Constant acceleration means that the rate of change of velocity is steady over time. In other words, the acceleration does not vary as an object moves. This concept is crucial in the study of physics since it allows us to apply several consistent formulas to predict the motion of objects. Consider the example of a car speeding up from a stoplight. If the car experiences constant acceleration, this means that in each passing second, it gains the same amount of speed. This simplification helps us use mathematical equations to find out other characteristics of the motion, like how far the car travels in a given time. In our exercise, the Chevrolet Corvette goes from 0 to 60 mph under constant acceleration. Using this assumption of constant rate, we can easily calculate other properties, such as distance traveled or the acceleration rate itself.

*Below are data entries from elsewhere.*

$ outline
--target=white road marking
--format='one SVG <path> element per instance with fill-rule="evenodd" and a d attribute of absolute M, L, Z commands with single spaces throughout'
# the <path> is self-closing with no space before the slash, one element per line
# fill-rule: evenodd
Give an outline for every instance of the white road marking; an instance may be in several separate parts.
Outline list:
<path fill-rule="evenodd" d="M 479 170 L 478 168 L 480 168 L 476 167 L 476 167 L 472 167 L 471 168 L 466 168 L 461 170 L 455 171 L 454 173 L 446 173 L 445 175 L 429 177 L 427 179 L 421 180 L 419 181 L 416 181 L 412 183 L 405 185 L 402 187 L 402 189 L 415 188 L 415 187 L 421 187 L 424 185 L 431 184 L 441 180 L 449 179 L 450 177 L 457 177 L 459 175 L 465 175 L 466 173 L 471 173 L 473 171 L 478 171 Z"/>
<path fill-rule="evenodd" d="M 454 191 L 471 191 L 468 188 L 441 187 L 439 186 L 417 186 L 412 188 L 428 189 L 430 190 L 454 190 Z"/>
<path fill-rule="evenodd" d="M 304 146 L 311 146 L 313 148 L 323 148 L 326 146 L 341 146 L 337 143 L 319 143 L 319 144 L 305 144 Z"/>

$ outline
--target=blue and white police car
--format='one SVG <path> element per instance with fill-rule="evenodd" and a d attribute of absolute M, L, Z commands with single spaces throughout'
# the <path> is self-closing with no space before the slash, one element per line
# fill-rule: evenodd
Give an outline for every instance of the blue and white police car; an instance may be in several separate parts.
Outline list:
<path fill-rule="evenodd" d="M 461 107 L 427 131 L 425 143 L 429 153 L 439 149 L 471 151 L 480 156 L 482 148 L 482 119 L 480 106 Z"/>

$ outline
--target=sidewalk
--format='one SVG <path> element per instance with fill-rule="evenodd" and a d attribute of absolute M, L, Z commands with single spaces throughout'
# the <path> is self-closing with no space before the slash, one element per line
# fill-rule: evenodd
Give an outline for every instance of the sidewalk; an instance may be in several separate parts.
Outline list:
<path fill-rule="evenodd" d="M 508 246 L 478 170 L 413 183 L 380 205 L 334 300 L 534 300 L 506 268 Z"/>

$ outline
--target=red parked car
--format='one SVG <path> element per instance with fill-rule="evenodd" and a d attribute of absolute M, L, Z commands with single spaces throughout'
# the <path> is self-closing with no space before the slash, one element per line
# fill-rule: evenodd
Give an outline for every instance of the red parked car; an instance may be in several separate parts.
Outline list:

The equations of motion are set rules that predict the behavior of moving objects under constant acceleration. These equations help us find unknown values when certain variables like initial velocity, final velocity, time, and distance are known. There are three main equations of motion:

• The first equation relates velocity, acceleration, and time: \( v = u + at \)
• The second equation connects distance, initial velocity, time, and acceleration: \( s = ut + \frac{1}{2} at^2 \)
• The third equation provides a relationship between velocities and distance: \( v^2 = u^2 + 2as \)

In the given problem, we use the first two equations. First, we determine acceleration using the initial and final velocities and the time. Then, we use the known acceleration in the second equation to find the distance traveled.

Kinematics is the branch of physics that deals with the motion of objects without considering the forces that cause them to move. It focuses purely on measuring and describing motion. The key elements involved in kinematic studies are:

• Position: Where an object is located in space
• Velocity: The speed and direction in which an object moves
• Acceleration: The rate of change of velocity over time

In our exercise, the Corvette's movement has been described by its initial and final velocities, exhibiting the principles of kinematics. We use its known velocities and time to calculate acceleration, and then proceed to determine the distance it travels using these kinematic equations.

Calculating distance when an object is under constant acceleration involves knowing the initial velocity, acceleration, and time. The formula used in our exercise is:\[ s = ut + \frac{1}{2} at^2 \]This formula stems from the concept that if you accelerate from an initial speed, the distance traveled over time consists of what is covered initially plus the additional distance from accelerating. In the current exercise, the initial velocity is zero, simplifying the formula to:\[ s = \frac{1}{2} at^2 \]By substituting the values obtained from our acceleration calculation and time (\( t = 3.60 \, s \)), we compute the total distance traveled by the car during its acceleration phase. This method of distance calculation is fundamental in physics problems involving kinematics and it provides a clear view into the effectiveness of consistent acceleration over time.